Apa Karena Aku Terbiasa Begini?

Aku selalu bekerja ketika pekerjaan rumah telah selesai. Telah ada makanan untuk dihidangkan pada anak istri, meskipun itu dengan memasak ataupun membeli di luar. Semua sepertinya sudah tersetting apabila semua telah aman, baru aku akan berangkat kerja. Untuk sekedar mengetik, mencurahkan hal-hal seperti ini, atau lebih dari itu, memikirkan masa depan.

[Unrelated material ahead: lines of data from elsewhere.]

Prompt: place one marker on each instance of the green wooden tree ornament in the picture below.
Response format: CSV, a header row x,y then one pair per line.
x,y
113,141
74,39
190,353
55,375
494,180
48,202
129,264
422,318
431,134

Aku paham aku bukan pekerja yang bekerja dengan waktu dan tempat yang sesuai dengan yang lain. Tapi aku menyadari, tentang bagaimana membersamai anak-anak. Apakah ini waktunya? Untuk menjadi budak korporat yang seharusnya. Dosen sepertinya memang menjadi mesin pencetak lulusan, tidak lebih dari itu, dengan berbagai beban kerja. Tapi normalnya akan bekerja sesuai dengan jam dan waktu yang telah ditentukan layaknya pada kesempatan menandatangani kesepakatan kerja.

Aku memiliki ide untuk dapat bekerja setelah urusan rumah selesai. Namun, akhir-akhir ini aku melewati masa peralihan yang menjadikan diri ini sedikit bimbang tentang keputusan yang telah aku putuskan. Untuk menjadi bagian pekerjaan yang monoton, penuh dengan kebosanan di dalamnya. Menjalani rutinitas pekerjaan untuk ke Jakarta, menjadi bagian dari robot manusia yang menukarkan jiwanya untuk segepok uang hidup dalam bulan-bulan mendatang. Tapi apakah itu tantangan atau stagnasi yang akan dihadapi.

Bukankah hidup yang tidak pernah dipertaruhkan tidak akan dimenangkan. Aku bahkan takut untuk membuka kembali Disertasi yang aku tulis. Meskipun aku muak juga terhadap tulisanku sendiri. Tapi bukankah itu harus dilewati sebagai bagian ambisi yang tidak akan selesai. Menjadi guru besar. Mungkin, tapi aku memikirkan tentang habitku bekerja akhir-akhir ini. Apakah ini yang aku impikan? Apakah mimpi keluarga ini berkecukupan tidak membuatmu semangat kembali. Menjadi bagian yang tidak terpisahkan dari kehidupan itu sendiri?

Jam kerja yang sebenarnya tidak terikat memberikan dampak yang cukup signfikan terhadap kehidupan yang harus dijalani. Tentang bagaimana anak-anak akan makan, tentang bagaimana istri merasa kesepian. Padahal impiannya adalah aku terus dapat didekatnya. Tapi pada sisi lain, aku mengalami tekanan untuk menjadi pejuang rupiah untuk mereka. Apakah itu fair?

Mengorbankan waktu bersama mereka, dengan kualitas yang tidak sebaik dahulu. Tapi ini seharusnya dilewati dengan bahagia, dengan senyuman untuk menjadi bagian yang tidak terpisahkan dari kehidupan. Tapi apa sebenarnya dilepaskan dalam pemikiran disertasi ini? Apakah sekolah hanya untuk gaya-gayaan, atau lebih dari itu, sebagai bagian yang tidak terpisahkan dari kehidupan. Aku mempelajari tentang apa yang sebenarnya terjadi pada diri. Tentang kekhawatiranku terhadap stress terhadap istri, tentang pekerjaan yang mungkin membuat sedikit stress, dan terbawa di rumah. Aku harus belajar tentang membuat kualitas, bukan kuantitas, dan itu sepertinya yang harus dilakukan. Mari bekerja.